I cut this recipe in half, and it still filled a 9x13 pyrex dish. This recipe takes a long time, because the pork braises for two hours. It is not a weeknight meal. However, it's perfect for a Sunday where you'll be watching football or baking Christmas cookies, because after the initial prep, it just simmers and smells yummy while you go about your day.

For those of you who are interested, here is an interesting article about sugo.
Tim's Rating: 9.5/10
Liz's Rating: 8.5/10

Me: "I would call this comfort food."
Tim: "Yes, I feel very comforted."

Monday, December 1, 2008

Milwaukee in a Bowl: Brat, Beer, and Cheese Soup

Bratwurst from the Farmer's Market and a recipe from the Penzey's spice catalog.

  • 3 tablespoons olive oil
  • 1 cup finely chopped carrots
  • 1 cup finely chopped celery
  • 1 cup finely chopped onions
  • 1/4 cup all-purpose flour
  • 1 pound potatoes, peeled and diced
  • 6 cups chicken broth
  • 12 ounces beer
  • 1/2 teaspoon ground cayenne pepper
  • 1/2 teaspoon granulated garlic power
  • 1/2 teaspoon mustard powder
  • 1/2 cup half and half
  • 1/4 teaspoon Worcestershire sauce
  • 2 cups shredded sharp cheddar cheese
  • 3 cooked bratwurst, sliced

  1. In a Dutch oven, heat oil over medium. Stir in carrot, celery and onion - cook until very tender, stirring often, about 12 to 15 minutes. Stir in flour and cook for 1 minute.

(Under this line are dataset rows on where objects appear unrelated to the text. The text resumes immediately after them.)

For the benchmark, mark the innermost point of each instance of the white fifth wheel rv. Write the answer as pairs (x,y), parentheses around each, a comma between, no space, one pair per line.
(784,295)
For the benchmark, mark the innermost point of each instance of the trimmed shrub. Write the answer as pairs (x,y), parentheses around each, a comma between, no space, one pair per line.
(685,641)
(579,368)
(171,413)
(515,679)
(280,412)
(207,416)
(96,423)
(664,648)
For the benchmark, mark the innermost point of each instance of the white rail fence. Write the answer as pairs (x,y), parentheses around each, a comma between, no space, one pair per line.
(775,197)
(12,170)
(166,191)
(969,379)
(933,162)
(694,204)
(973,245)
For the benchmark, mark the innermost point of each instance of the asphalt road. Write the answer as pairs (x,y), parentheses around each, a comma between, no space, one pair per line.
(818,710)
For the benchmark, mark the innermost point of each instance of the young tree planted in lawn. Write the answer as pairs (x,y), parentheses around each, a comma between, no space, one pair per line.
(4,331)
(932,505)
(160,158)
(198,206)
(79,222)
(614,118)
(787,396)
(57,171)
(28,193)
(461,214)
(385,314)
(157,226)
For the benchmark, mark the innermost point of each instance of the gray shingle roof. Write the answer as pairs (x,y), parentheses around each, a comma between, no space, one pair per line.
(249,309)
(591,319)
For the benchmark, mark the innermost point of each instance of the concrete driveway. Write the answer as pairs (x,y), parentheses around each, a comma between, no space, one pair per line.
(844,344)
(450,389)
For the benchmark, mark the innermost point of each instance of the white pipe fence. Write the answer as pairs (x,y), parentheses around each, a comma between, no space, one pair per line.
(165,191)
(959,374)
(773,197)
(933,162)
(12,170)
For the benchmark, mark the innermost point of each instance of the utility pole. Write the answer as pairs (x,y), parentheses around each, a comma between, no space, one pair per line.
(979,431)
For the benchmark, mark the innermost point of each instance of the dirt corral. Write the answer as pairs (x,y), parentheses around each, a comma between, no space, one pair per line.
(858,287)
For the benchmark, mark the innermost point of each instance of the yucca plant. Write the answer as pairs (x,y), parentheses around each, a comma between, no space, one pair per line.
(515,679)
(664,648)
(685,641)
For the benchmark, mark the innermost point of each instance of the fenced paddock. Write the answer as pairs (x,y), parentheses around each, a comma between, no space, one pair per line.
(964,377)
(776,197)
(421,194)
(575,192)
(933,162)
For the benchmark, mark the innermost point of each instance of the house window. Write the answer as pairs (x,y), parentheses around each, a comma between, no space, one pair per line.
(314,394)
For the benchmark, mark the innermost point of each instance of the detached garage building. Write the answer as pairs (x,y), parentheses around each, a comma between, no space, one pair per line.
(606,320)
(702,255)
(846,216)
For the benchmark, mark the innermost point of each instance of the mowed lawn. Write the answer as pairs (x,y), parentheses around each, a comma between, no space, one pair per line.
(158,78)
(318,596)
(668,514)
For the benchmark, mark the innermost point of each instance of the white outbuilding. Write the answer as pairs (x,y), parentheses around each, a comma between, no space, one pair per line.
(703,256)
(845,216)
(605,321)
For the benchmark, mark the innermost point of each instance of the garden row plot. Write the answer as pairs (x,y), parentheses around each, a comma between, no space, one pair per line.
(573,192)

  2. Add potatoes, broth and beer - bring mixture to a boil and cook until the potatoes are tender, about 10 to 15 minutes. Season with garlic powder, mustard powder and cayenne pepper, along with salt and fresh ground black pepper.

  3. Meanwhile, fry the bratwurst slices until browned on both sides.

  4. Stir milk and Worcestershire into the soup. Remove from the heat and gradually stir in the cheese until melted and smooth. Remove roughly 2 cups of vegetables, along with some of the liquid, and place into a food processor - process until smooth. Pour back into the soup and place pot back over low heat. Stir in cooked bratwurst - heat until the soup has warmed through, about 5 more minutes.

Recipe Notes:
"Milwaukee in a bowl. Our hometown is known for many things, but these three are our favorites, especially when they are combined in this heavenly soup. If you can't find brats in your area, you can use kielbasa, or even bacon."

My Notes:

Tim's Rating: 9.5/10 "The perfect food to have during a Packer game."
Liz's Rating: 9/10

Sunday, November 30, 2008

Thanksgiving Report

A brief report on Thanksgiving:

The biggest surprise hit was the Cranberry Sauce with Spiced Pumpkin Seeds. Tim gave it a 10. I will definitely make it again next year.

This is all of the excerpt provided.